06 | スタジオ・ライブ「Goodbye Cruel World」
1990-1992



 1991年4月1日、日本で初めての民間衛星放送“WOWOW”がスタート。開局記念番組の一環として佐野元春 withThe Heartlandによるスタジオ・ライヴが放映された。

 普段のステージで見られるエネルギッシュな演奏とは形態を変え、過去の曲をすべてアコースティック楽器で表現する、いわゆる「アンプラグド」なセッションだった。

 収録は'91年3月1日、深夜から早朝にかけて都内にある民営のスタジオで行なわれた。演奏曲は「Question」「ジュジュ」「ナポレオンフィッシュと泳ぐ日」など全10曲。

 このセッションでの佐野とハートランドの演奏は秀逸だったため、シングル「また明日...」のボーナス・トラックとして「ジュジュ」。シングル「誰かが君のドアをたたいている」のボーナス・トラックとして「愛のシステム」。'92年にリリースされたアルバム『No Damage ll』には「99ブルース」。また、'94年の3枚組みライブ・アルバム『ゴールデン・リング』には「ヤングブラッズ」が、それぞれスタジオ・ライブ・ミックス・バージョンとして発表されている。

 

 1991年4月。「Goodbye Cruel World ── この残酷な世界にさようなら」と題されたこのアンプラグド・セッションが行われた3ヶ月前、中東で湾岸戦争が始まっていた。佐野は番組にこんなメッセージを寄せていた。

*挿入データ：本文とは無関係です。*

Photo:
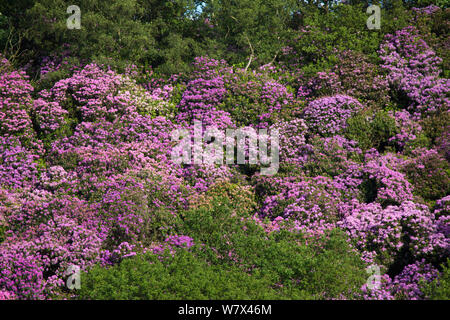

「'60年代の前半に、ニューヨーク、グリニッジ・ヴィレッジではキューバ危機に反応するフォーク詩人たちのムーヴメントがあった。1991年現在、中東における戦争、バルト3国における独立運動、デタント後の新しい可能性を模索して世界は再び大きく揺れている。このライヴはテレビを使ってメッセージを送る実験の場としたい」。

 この日演奏した「愛のシステム」で、佐野は即興で歌詞を変えてこう唄った。

「アメリカの清らかな海、それは君の果てしない砂漠」。